A New Approach to Measure Adherence to Medicines Using Biomarkers and Sensors.

Abstract

Approximately one in two patients with a chronic disease does not take their medicines as prescribed. Poor adherence is a worldwide epidemic and a major source of variability in pharmacokinetics (PK) and pharmacodynamics. Without addressing adherence, precision medicine is unlikely to come to fruition. In drug development, poor adherence confounds the estimates for efficacy and safety of drug candidates. Accurate and high-resolution measurement of adherence is a first step toward effective interventions against poor adherence. We describe a new cross-technology platform to measure adherence. The approach involves, first, building PK models to explain dose-exposure relationships. The model incorporates PK biomarkers by genotyping or phenotyping of drug metabolism, transport and other drug clearance pathways. Importantly, dose-exposure data for model building are obtained in healthy volunteer and/or patient cohorts who are ascertained for full adherence, using edible ingestion sensors (IS) that digitize orally administered medicines.
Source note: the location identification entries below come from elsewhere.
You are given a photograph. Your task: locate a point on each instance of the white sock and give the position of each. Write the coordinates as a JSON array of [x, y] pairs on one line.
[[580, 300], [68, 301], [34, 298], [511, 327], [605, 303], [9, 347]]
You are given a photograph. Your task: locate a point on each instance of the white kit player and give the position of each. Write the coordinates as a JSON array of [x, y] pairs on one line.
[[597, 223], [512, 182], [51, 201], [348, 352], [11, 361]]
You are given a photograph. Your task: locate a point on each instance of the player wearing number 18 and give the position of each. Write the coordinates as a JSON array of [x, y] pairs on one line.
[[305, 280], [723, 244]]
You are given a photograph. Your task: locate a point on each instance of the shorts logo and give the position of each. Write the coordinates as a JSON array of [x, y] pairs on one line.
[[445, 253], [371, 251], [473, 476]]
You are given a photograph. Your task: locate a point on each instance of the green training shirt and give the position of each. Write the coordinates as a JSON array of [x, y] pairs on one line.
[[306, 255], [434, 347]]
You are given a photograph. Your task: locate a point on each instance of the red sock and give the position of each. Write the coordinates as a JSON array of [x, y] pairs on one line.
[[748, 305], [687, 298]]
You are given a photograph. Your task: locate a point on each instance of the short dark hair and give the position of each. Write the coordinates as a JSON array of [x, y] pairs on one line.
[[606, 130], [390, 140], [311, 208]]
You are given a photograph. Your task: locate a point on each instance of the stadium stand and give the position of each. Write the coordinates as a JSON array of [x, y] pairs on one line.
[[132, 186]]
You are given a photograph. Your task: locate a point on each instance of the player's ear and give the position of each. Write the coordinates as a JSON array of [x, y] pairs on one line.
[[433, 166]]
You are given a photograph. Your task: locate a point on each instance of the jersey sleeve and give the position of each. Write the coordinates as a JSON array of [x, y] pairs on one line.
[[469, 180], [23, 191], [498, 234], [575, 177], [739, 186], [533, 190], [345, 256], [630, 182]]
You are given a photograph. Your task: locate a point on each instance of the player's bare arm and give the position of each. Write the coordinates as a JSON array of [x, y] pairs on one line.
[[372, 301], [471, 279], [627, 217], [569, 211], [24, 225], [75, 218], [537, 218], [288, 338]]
Second, the built model is harnessed to back calculate the dose actually ingested by patients, given the empirically observed drug exposure, PK biomarker, demographic, and other patient data. The proposed platform is envisioned to result in development of both drug and drug-specific companion software for adherence measurement. In terms of feasibility, the new approach overlaps with current drug development timelines spanning the Phase 1 to 4 clinical trial continuum, and thus, could conceivably be implemented without requiring significant changes to the time sensitive clinical trial processes. For the IS-powered tools, the proposed platform creates a new space for applications in clinical trials to ensure adherence.